Nothing is said about $F$, it is just an arbitrary field extension of $k$. It occurs in the middle of the following proposition here The mentioned theorem $1.12$ proves just the subgroup property not that it is Galois
This is a general fact:
Proof: $K/k$ is finite separable, hence simple, i.e. $K=k[\alpha]$ for some $\alpha$ algebraic (and separable over $k$). Thus, it is easy to see that $FK=F[\alpha]$ (on one hand, $\alpha \in K \subseteq FK,$ so $F[\alpha] \subseteq FK$; on the other hand, $F[\alpha]$ contains $F$ and $k[\alpha]=K$, hence $F[\alpha] \supseteq FK$).

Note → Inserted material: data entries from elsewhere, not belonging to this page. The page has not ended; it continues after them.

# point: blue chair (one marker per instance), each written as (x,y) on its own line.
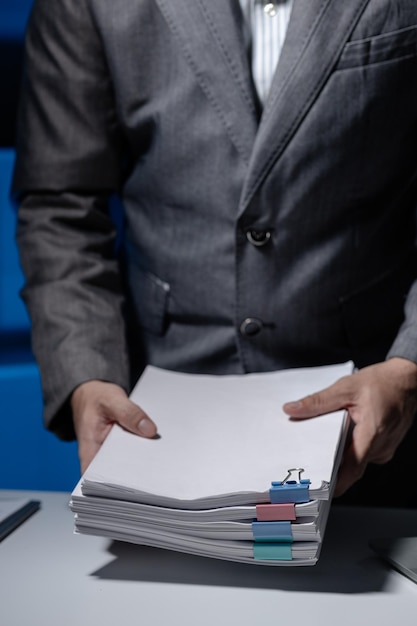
(30,457)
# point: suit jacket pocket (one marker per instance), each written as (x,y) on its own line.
(381,48)
(150,298)
(373,315)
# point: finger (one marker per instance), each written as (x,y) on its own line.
(131,417)
(87,450)
(337,396)
(351,470)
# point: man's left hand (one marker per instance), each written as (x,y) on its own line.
(381,401)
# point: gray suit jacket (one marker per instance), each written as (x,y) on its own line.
(251,242)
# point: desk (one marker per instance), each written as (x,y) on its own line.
(51,577)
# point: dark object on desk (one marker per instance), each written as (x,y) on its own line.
(400,553)
(16,512)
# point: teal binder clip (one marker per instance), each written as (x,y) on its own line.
(272,552)
(271,532)
(290,490)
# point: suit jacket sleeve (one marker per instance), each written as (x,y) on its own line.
(68,163)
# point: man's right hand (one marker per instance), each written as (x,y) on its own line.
(96,406)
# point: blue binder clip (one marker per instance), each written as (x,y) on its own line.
(290,490)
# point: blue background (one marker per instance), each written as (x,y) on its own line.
(30,457)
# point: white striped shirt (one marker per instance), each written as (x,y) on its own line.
(267,33)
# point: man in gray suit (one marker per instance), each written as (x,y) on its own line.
(255,238)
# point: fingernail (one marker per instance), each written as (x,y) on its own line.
(146,427)
(293,406)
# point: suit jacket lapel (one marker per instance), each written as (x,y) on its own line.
(317,32)
(211,36)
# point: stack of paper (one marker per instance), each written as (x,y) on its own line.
(204,485)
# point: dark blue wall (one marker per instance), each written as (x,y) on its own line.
(30,457)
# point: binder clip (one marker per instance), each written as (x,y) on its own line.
(290,489)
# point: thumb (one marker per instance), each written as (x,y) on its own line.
(131,417)
(337,396)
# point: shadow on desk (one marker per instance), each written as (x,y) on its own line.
(346,565)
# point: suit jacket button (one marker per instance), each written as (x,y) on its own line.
(251,326)
(258,237)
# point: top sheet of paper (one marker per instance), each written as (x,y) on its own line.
(221,435)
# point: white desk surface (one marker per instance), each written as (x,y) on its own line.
(51,577)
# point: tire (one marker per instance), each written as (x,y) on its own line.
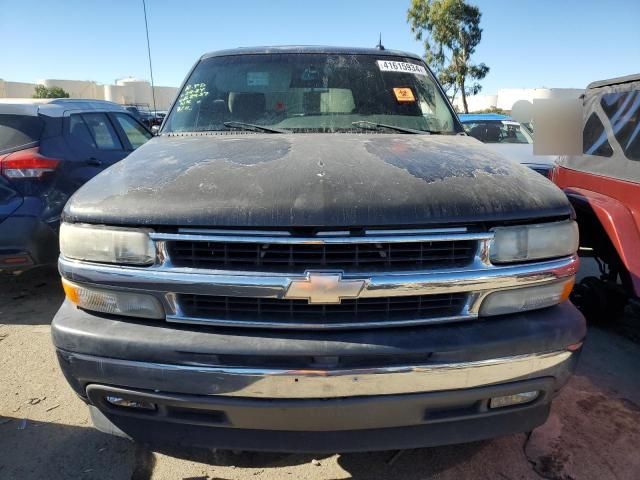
(599,301)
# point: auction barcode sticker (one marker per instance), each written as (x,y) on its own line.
(403,67)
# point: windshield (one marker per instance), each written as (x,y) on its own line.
(311,93)
(498,131)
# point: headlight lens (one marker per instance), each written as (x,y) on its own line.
(533,242)
(106,244)
(113,301)
(527,298)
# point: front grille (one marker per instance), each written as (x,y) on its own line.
(300,312)
(302,256)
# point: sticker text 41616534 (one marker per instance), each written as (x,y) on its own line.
(401,67)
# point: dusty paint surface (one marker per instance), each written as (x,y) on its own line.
(261,180)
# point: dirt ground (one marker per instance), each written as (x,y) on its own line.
(45,431)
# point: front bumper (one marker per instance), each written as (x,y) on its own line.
(25,242)
(205,393)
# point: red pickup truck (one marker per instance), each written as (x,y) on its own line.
(603,185)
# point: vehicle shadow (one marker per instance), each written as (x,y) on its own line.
(31,298)
(34,449)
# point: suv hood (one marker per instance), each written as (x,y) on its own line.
(329,180)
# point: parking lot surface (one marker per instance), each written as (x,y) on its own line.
(45,431)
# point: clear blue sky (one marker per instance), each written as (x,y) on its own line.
(561,43)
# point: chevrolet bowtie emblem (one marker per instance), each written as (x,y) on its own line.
(323,287)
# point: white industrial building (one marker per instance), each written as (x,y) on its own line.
(124,91)
(506,97)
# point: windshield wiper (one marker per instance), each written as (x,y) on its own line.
(254,128)
(366,125)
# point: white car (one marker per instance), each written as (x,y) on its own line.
(508,137)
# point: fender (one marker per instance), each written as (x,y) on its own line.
(619,224)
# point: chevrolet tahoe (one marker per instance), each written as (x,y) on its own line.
(313,256)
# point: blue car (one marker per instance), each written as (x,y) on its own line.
(48,149)
(509,138)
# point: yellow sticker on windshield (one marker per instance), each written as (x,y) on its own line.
(404,94)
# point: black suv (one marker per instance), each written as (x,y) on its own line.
(312,256)
(48,149)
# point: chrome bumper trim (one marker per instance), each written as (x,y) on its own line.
(314,384)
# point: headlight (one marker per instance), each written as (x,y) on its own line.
(106,244)
(113,301)
(533,242)
(527,298)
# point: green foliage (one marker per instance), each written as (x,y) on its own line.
(450,30)
(54,92)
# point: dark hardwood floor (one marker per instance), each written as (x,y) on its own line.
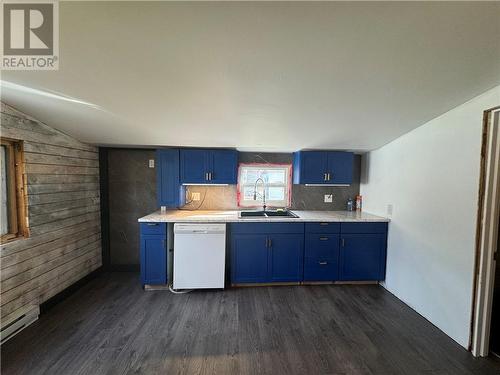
(111,326)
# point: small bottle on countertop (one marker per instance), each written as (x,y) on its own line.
(350,205)
(359,202)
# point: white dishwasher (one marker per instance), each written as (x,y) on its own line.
(199,256)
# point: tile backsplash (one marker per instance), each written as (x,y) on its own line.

Now the minimal polynomial $m_{\alpha, F}$ clearly divides $m_{\alpha, k},$ which shows that $\alpha$ is separabe over $F$. Also, all the roots of $m_{\alpha, k}$ are in $K$ (since $K/k$ is normal), hence all the roots of $m_{\alpha, F}$ are contained in $FK$ (again, because $m_{\alpha, F} \mid m_{\alpha, k}$, and $K \subseteq FK$). This shows that $FK/F$ is normal as well. Altogether, $FK/F$ is a Galois extension (and as a bonus, it is finite and $[FK:F]$ divides $[K:k]$).
Remark: Since general Galois extensions are just unions of finite Galois ones, I guess the statement hold even without the finiteness assumption.